A new honors course at Central Michigan University empowers and engages students by making them characters in a game.
The course, Games for the Greater Good, is set up as a time travel adventure. Students play characters, overcome obstacles and receive experience points as they explore current events alongside past events related to socio-economic status, colonialism and environmental degradation.
Experience points are earned based on criteria like quality of work and effort and help students advance “levels.” As they increase in levels over the semester they receive skills that allow them to further affect the design of the course and their work.
“The goal behind turning the class into a game, at the most basic level, is to see if we can change the way students think about their grades, assignments, classes and how they interact with their classmates,” said Associate Professor of History Jonathan Truitt. “It also is to show them ways they can approach learning that kindles their own excitement for knowledge.”
Truitt said when students receive a grade for their work they usually see that they missed 15 points rather than gained 85. By shifting that focus and providing them with opportunities to learn from their mistakes, they are more excited to try new things and take risks.
Not only is the grading structure part of a game, the class curriculum follows suit.
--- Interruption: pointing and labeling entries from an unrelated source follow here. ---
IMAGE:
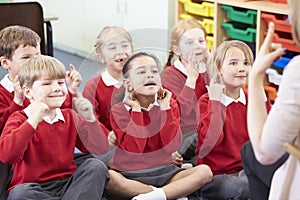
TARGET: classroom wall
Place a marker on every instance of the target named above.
(80, 21)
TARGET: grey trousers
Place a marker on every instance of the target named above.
(227, 186)
(87, 182)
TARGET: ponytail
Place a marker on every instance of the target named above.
(168, 63)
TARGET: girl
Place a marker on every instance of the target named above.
(147, 127)
(223, 127)
(270, 137)
(113, 47)
(186, 79)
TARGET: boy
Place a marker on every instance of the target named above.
(39, 141)
(17, 45)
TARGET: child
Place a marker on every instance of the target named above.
(147, 127)
(186, 79)
(39, 141)
(17, 45)
(223, 128)
(113, 47)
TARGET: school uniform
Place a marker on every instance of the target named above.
(102, 91)
(222, 133)
(42, 158)
(173, 79)
(146, 141)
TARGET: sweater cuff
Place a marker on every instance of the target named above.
(137, 117)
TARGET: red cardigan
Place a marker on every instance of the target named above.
(46, 153)
(222, 133)
(146, 139)
(102, 98)
(174, 80)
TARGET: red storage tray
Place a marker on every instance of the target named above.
(279, 21)
(287, 43)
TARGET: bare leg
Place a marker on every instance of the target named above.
(122, 187)
(187, 181)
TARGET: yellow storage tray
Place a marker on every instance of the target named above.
(204, 9)
(207, 23)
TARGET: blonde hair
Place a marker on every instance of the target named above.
(38, 66)
(12, 37)
(178, 30)
(109, 32)
(294, 8)
(221, 51)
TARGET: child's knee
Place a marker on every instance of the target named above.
(96, 167)
(22, 191)
(205, 172)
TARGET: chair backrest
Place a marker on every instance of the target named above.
(28, 14)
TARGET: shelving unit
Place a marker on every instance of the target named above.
(258, 27)
(220, 16)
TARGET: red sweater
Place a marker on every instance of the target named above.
(8, 106)
(222, 133)
(174, 80)
(46, 153)
(146, 139)
(102, 98)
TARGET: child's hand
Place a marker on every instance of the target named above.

Truitt, designer and instructor of the class, challenges students to teach their classmates to create their own games based on course materials.
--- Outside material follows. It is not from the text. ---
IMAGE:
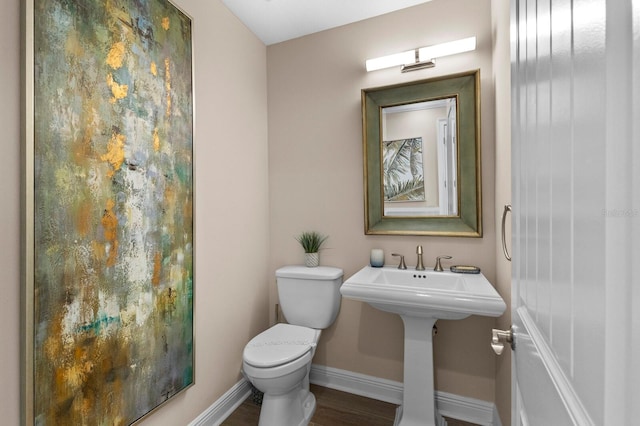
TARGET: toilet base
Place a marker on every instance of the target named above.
(291, 409)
Saint Clair senior Cody Armstrong, a student in the new course, was part of a team that developed a role-playing game to help fellow classmates better understand the power of the British Empire. He says games offer students an alternative way to give a presentation.
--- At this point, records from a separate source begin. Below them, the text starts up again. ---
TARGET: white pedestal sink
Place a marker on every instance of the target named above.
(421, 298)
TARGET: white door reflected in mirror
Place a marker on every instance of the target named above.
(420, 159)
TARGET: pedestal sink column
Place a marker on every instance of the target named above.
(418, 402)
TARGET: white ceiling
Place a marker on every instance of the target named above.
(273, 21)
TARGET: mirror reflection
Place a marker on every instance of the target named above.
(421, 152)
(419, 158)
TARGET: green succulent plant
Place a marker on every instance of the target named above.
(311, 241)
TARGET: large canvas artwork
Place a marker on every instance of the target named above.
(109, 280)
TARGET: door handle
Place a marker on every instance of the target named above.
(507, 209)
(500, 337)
“This is definitely the most unique and interesting class I’ve ever taken at CMU,” Armstrong said. “It makes you think outside the box because it’s game-based learning.”
The idea for this class was completely new to the CMU curriculum in fall 2014. Truitt said he is very pleased with how it is going so far and that the class brings something innovative to the table so students come in eager to find out what will happen next.
“If the students are able to have fun while learning important information and retain more of the knowledge because their of enjoyment of it then we, as faculty, have won,” said Truitt. “Hopefully that enjoyment will spill over to more excitement that leads them to greater heights of intellectual curiosity at CMU and in their future careers.”
Truitt created the Institute for Simulations and Games at CMU in 2012 to promote the integration of play and fun into the classroom in order to facilitate a greater enjoyment of learning and better retention of the material.